The GitHub Infrastructure Crisis Is the Enterprise Agent Signal We've Been Waiting For — But It's Not the One We Thought
textak holds the enterprise agent deployment forecast at 77% — and this week's GitHub infrastructure data is the strongest signal we've seen yet that adoption is real, not theoretical. But we need to be precise about what that data actually proves, and honest about what it doesn't. The case for 77% is strong. The case for treating this as near-resolution is not.
Let's start with what the GitHub numbers actually show. GitHub is processing 275 million commits per week platform-wide. Claude Code alone accounts for 2.6 million of those weekly commits. Microsoft has been forced to route GitHub traffic through AWS because AI coding agents degraded platform availability to 88.4% — nine incidents in May alone. The 14-fold annual increase in total platform commits is not a survey result, not a pilot announcement, not a conference demo. It is an infrastructure failure caused by real agent workload.
But here's the inferential step we need to make explicit rather than assert: GitHub commit volume is strong proximate evidence of agent adoption velocity, not direct proof that autonomous agents are 'widely deployed in enterprise workflows' at the scale our forecast target implies. The critical gaps in the data are real. GitHub commits span personal projects, open-source contributions, and enterprise repositories — we don't have enterprise-versus-personal segmentation. Claude Code commits may reflect developer-assisted workflows rather than fully autonomous agents executing end-to-end tasks. And commit frequency doesn't tell us whether these are durable production integrations or experimental use that could evaporate in a quarter. What the data does prove, unambiguously, is adoption at a scale that strains infrastructure. That's different from 'irreversibly deployed in production enterprise workflows,' and our 77% needs to reflect that distinction.
So why 77%, and why not higher?
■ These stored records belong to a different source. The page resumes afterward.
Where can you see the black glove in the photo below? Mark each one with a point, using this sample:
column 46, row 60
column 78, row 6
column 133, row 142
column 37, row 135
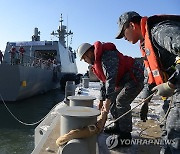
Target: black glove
column 144, row 112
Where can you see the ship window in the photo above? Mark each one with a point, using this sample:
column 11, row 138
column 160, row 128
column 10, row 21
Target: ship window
column 45, row 54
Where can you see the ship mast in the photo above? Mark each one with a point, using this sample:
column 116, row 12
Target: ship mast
column 62, row 33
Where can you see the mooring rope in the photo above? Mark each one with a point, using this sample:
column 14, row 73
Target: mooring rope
column 160, row 122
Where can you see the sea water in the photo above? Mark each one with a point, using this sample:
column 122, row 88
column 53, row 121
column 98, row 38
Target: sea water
column 18, row 138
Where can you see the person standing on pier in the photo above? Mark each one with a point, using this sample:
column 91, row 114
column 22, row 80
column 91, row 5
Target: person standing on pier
column 121, row 75
column 21, row 54
column 159, row 37
column 13, row 55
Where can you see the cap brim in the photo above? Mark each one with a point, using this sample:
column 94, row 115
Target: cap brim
column 119, row 35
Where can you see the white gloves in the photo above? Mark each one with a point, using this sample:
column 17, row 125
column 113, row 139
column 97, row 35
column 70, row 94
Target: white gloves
column 164, row 90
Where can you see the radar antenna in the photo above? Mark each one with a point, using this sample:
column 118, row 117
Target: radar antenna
column 61, row 33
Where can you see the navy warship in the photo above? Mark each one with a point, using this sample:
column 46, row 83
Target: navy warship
column 34, row 67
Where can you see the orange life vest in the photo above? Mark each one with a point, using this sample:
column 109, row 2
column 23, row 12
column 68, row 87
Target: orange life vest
column 125, row 62
column 152, row 63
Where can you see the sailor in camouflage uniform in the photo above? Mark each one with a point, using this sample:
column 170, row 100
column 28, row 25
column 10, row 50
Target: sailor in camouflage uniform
column 122, row 78
column 159, row 38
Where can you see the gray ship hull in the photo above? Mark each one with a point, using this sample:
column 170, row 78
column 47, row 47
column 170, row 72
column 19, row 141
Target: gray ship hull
column 19, row 82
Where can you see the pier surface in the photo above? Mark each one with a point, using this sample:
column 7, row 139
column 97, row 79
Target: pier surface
column 144, row 144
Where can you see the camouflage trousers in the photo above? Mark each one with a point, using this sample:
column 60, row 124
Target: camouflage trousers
column 171, row 134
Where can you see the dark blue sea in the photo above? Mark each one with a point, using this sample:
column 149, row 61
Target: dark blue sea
column 16, row 138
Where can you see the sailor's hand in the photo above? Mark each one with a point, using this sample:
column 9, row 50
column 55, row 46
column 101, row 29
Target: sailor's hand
column 164, row 89
column 100, row 105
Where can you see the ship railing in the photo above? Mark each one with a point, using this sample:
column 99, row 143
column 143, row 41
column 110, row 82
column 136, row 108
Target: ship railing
column 31, row 61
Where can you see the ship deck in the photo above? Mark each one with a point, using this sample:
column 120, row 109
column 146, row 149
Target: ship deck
column 145, row 143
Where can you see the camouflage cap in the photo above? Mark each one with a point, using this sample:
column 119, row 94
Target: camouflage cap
column 124, row 18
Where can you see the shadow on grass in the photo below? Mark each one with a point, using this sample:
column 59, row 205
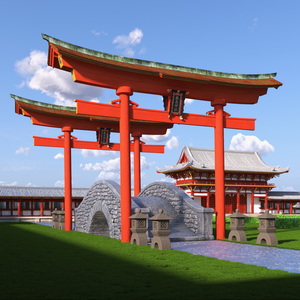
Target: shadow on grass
column 38, row 262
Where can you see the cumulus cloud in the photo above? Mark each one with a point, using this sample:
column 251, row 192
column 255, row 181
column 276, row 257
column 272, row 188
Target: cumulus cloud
column 55, row 83
column 97, row 153
column 172, row 143
column 188, row 101
column 23, row 150
column 3, row 183
column 240, row 142
column 59, row 183
column 148, row 138
column 110, row 169
column 58, row 156
column 127, row 42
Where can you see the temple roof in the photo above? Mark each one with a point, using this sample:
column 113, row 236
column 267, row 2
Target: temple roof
column 284, row 195
column 39, row 192
column 155, row 66
column 235, row 161
column 111, row 71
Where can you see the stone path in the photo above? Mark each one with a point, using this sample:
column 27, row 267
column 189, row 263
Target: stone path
column 270, row 257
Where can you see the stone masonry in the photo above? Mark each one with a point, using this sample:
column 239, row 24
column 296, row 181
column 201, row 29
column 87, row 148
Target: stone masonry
column 99, row 212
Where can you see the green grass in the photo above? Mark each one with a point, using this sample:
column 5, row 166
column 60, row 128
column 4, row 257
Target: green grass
column 39, row 262
column 287, row 238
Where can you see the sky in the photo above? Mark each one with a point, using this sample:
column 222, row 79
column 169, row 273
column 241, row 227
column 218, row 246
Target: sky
column 234, row 36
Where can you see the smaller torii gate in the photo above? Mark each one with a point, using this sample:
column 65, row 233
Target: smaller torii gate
column 65, row 118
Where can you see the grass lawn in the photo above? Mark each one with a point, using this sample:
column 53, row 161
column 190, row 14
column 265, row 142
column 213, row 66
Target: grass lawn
column 39, row 262
column 287, row 238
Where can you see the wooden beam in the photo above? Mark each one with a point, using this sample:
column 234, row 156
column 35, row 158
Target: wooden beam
column 151, row 115
column 77, row 144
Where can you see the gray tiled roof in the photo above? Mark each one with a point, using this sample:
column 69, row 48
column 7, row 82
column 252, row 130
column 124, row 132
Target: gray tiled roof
column 41, row 192
column 239, row 161
column 284, row 195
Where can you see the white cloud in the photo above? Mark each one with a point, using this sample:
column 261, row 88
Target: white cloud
column 126, row 42
column 98, row 33
column 148, row 138
column 59, row 183
column 3, row 183
column 172, row 143
column 55, row 83
column 110, row 169
column 23, row 150
column 240, row 142
column 58, row 156
column 97, row 153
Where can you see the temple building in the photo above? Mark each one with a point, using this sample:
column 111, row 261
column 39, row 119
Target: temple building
column 246, row 180
column 17, row 201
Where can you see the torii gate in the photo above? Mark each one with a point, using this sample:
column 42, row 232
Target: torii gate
column 127, row 75
column 65, row 118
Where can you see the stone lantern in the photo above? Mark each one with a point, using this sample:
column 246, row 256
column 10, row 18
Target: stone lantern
column 61, row 220
column 55, row 218
column 237, row 226
column 139, row 228
column 266, row 229
column 161, row 231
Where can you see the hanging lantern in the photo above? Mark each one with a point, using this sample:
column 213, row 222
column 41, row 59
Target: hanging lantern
column 177, row 102
column 103, row 136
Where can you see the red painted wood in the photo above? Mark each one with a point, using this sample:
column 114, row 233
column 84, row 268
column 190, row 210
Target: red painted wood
column 77, row 144
column 151, row 115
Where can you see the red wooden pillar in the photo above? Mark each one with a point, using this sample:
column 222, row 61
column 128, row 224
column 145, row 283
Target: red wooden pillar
column 19, row 209
column 278, row 207
column 125, row 181
column 137, row 165
column 238, row 200
column 67, row 177
column 41, row 208
column 219, row 168
column 207, row 199
column 266, row 202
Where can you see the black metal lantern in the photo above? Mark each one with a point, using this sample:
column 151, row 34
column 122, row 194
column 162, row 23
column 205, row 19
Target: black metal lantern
column 103, row 136
column 177, row 102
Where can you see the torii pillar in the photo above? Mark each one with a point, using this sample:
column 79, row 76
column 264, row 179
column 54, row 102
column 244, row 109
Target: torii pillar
column 219, row 168
column 67, row 177
column 124, row 92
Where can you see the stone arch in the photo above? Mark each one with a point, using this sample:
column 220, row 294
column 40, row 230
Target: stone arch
column 99, row 211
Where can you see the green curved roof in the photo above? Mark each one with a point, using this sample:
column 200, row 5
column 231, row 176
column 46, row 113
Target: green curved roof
column 134, row 61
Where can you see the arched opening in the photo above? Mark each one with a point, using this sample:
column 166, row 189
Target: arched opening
column 99, row 224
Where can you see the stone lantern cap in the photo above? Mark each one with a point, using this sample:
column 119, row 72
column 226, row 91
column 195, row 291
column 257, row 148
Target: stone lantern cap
column 297, row 205
column 160, row 216
column 237, row 214
column 267, row 215
column 138, row 214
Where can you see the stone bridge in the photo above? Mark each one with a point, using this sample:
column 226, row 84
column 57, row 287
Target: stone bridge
column 99, row 211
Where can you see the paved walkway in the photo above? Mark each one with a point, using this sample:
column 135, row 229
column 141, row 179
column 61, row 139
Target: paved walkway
column 270, row 257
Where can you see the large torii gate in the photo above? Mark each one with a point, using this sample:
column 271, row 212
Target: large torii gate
column 66, row 118
column 127, row 75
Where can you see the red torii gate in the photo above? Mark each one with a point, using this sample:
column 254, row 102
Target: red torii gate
column 65, row 118
column 127, row 75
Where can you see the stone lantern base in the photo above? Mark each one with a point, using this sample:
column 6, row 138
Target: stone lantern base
column 139, row 238
column 268, row 238
column 161, row 243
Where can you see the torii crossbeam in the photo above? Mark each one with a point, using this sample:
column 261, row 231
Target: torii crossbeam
column 127, row 75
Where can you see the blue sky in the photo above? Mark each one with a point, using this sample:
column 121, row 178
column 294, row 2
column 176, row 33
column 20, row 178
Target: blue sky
column 249, row 37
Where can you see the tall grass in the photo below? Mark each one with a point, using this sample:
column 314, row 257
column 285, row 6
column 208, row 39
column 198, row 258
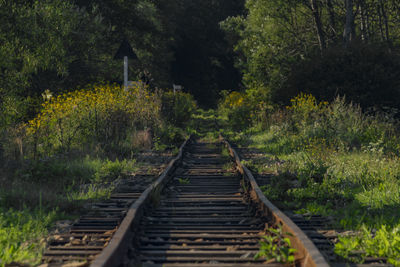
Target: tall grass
column 333, row 159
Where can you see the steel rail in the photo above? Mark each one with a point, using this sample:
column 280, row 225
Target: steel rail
column 307, row 254
column 113, row 254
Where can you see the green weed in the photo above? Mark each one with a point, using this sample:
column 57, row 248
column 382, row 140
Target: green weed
column 276, row 245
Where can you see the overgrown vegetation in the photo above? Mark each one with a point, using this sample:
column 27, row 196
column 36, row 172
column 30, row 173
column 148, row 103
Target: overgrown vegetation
column 74, row 151
column 334, row 160
column 276, row 246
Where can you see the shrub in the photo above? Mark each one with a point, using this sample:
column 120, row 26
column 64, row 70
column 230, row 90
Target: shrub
column 177, row 108
column 97, row 116
column 365, row 74
column 236, row 109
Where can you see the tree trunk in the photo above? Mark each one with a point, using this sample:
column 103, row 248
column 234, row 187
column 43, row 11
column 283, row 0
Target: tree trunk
column 349, row 31
column 385, row 21
column 318, row 24
column 363, row 22
column 332, row 19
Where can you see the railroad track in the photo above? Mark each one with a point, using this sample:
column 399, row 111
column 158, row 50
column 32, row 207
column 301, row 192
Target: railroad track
column 204, row 210
column 319, row 229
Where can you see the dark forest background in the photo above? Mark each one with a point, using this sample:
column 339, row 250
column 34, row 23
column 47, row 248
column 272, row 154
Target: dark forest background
column 272, row 49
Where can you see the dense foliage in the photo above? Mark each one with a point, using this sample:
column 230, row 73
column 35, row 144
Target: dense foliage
column 323, row 47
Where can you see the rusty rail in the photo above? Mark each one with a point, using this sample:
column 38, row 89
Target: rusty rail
column 112, row 255
column 307, row 253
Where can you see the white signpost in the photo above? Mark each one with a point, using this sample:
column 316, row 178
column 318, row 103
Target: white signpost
column 125, row 52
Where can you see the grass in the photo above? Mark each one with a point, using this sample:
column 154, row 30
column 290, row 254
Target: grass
column 22, row 234
column 333, row 160
column 58, row 189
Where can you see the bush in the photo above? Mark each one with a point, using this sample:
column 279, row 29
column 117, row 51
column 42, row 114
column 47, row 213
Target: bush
column 236, row 109
column 101, row 116
column 365, row 74
column 177, row 108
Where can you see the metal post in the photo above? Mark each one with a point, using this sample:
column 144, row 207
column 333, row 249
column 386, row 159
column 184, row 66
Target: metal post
column 126, row 72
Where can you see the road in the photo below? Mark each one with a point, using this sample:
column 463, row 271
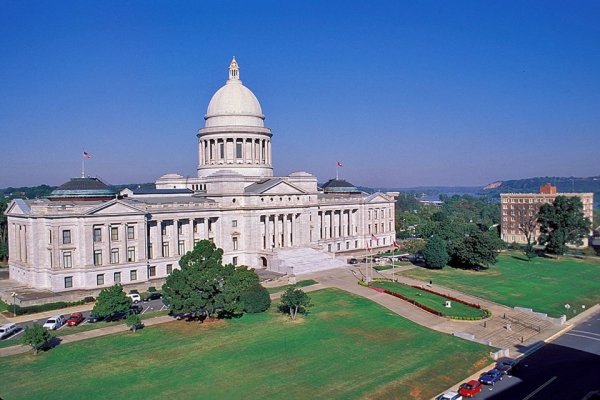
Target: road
column 568, row 368
column 153, row 305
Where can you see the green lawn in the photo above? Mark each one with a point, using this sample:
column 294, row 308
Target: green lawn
column 543, row 284
column 346, row 348
column 299, row 284
column 458, row 310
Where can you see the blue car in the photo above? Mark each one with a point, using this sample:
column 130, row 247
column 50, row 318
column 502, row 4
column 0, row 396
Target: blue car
column 491, row 377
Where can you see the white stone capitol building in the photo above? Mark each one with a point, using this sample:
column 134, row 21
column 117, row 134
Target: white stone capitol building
column 84, row 236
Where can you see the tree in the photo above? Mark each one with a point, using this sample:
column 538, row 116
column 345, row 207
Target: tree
column 133, row 321
column 204, row 286
column 477, row 249
column 294, row 301
column 435, row 253
column 255, row 299
column 111, row 300
column 37, row 337
column 562, row 223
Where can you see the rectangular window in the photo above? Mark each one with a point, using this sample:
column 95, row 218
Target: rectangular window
column 98, row 257
column 131, row 254
column 67, row 261
column 66, row 236
column 114, row 256
column 114, row 233
column 97, row 235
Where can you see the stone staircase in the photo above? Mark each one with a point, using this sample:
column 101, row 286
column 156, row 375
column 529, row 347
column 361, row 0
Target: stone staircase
column 303, row 260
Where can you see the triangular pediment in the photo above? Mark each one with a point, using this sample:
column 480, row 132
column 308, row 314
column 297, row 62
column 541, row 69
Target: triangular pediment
column 115, row 207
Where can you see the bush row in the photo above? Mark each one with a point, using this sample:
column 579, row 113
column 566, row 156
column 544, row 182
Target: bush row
column 466, row 303
column 49, row 306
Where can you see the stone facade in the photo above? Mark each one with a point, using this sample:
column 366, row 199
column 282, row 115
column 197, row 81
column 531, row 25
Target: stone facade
column 78, row 242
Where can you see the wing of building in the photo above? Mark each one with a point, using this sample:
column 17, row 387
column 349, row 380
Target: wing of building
column 84, row 236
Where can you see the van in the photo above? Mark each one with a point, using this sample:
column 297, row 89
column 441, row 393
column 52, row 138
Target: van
column 7, row 330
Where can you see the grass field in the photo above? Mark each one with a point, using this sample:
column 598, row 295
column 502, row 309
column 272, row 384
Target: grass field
column 432, row 301
column 299, row 284
column 347, row 347
column 543, row 284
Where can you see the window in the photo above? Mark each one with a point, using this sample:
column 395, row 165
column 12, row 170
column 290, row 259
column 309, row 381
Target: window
column 114, row 256
column 67, row 261
column 131, row 254
column 114, row 233
column 97, row 235
column 98, row 257
column 66, row 236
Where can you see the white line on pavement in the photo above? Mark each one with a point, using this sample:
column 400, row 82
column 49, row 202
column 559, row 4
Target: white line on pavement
column 549, row 381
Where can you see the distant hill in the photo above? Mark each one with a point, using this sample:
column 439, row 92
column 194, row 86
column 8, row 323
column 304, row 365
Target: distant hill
column 532, row 185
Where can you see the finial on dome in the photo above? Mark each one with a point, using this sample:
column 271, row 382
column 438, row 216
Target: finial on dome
column 234, row 70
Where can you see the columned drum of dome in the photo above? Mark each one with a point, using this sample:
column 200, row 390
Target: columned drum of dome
column 234, row 136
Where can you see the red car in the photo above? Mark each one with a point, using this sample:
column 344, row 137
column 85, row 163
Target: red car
column 75, row 319
column 470, row 388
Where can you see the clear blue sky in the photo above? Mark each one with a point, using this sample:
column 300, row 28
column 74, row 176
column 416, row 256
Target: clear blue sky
column 404, row 93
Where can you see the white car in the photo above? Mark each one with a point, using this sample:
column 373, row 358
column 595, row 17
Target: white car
column 55, row 322
column 135, row 298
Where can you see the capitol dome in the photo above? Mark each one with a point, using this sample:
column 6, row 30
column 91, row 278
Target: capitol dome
column 234, row 104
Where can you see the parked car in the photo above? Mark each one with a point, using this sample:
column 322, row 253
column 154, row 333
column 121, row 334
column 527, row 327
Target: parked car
column 470, row 389
column 75, row 319
column 55, row 322
column 450, row 396
column 7, row 330
column 507, row 365
column 135, row 297
column 136, row 309
column 152, row 296
column 491, row 377
column 93, row 318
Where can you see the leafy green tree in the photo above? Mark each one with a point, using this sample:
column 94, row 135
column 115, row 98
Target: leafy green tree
column 111, row 300
column 479, row 249
column 255, row 299
column 435, row 253
column 562, row 223
column 133, row 321
column 37, row 337
column 294, row 301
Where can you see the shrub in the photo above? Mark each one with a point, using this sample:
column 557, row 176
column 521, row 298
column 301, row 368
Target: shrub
column 255, row 299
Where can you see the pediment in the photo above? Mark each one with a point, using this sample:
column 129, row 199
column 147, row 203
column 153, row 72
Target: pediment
column 115, row 207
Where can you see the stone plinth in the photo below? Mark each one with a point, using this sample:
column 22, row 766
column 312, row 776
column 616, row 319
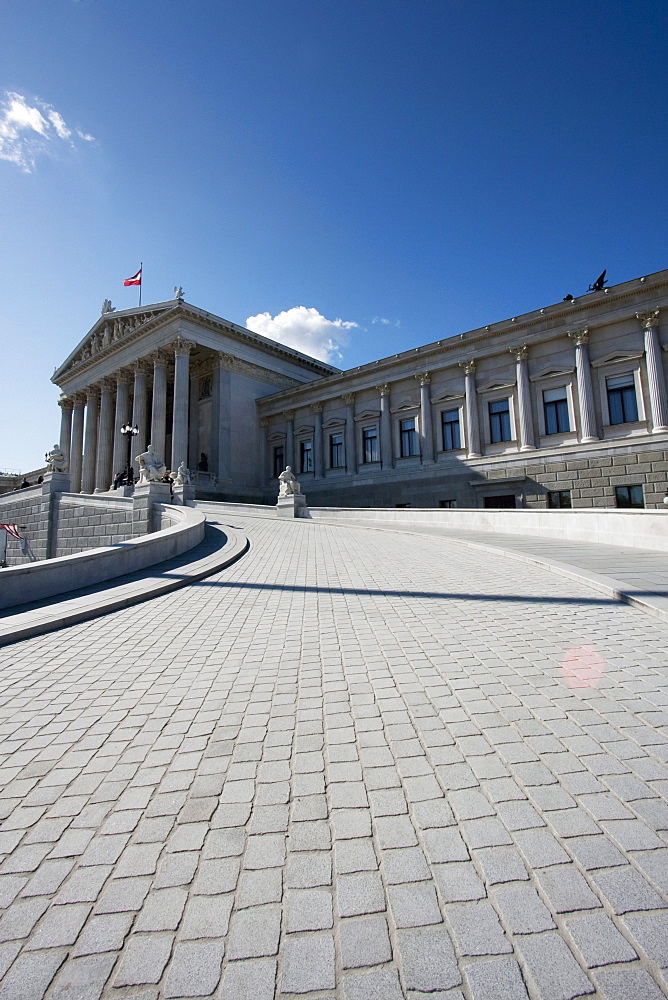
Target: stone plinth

Our probability reflects the convergence of three things: agent-native infrastructure investment (the AWS rerouting story is circumstantial evidence of scale, but it's real-world strain, not a press release), compute commitment data showing multi-year infrastructure lock-in (Anthropic's $1.25B monthly spend on Colossus capacity is a leading indicator — though we should note this reflects broad inference capacity including consumer products, not enterprise agent workloads specifically), and the SpaceX acquisition of Cursor for $60B signaling that the market has made a decisive bet on coding agents as durable infrastructure. The remaining 23% sits primarily in two unresolved risks: we don't have clean enterprise deployment data separated from developer/hobbyist activity, and 'widely deployed' still lacks a measurable threshold that lets us call this resolved.
The strongest counterargument — Gartner's finding that 40% of agentic AI projects will be canceled — deserves genuine engagement rather than dismissal. We've argued this applies to 'the next wave, not the current wave' of coding agent deployments. That distinction is a hypothesis, not a demonstrated fact. The honest version: we don't have cancellation or renewal rate data for first-wave coding agent deployments specifically. What we have is the SpaceX acquisition (suggesting someone paid $60B believing these workflows are sticky) and the infrastructure strain (suggesting volume is real). Neither proves low cancellation rates directly. If we're wrong about the first-wave/next-wave distinction, this forecast has more downside than we've modeled. To move above 85%, we need either enterprise-segmented deployment data or evidence that first-wave deployments are expanding rather than being evaluated for cancellation. To drop below 60%, we'd need a major reversal — either a prominent enterprise pulling back a coding agent deployment publicly, or evidence that the GitHub commit surge is dominated by non-enterprise activity.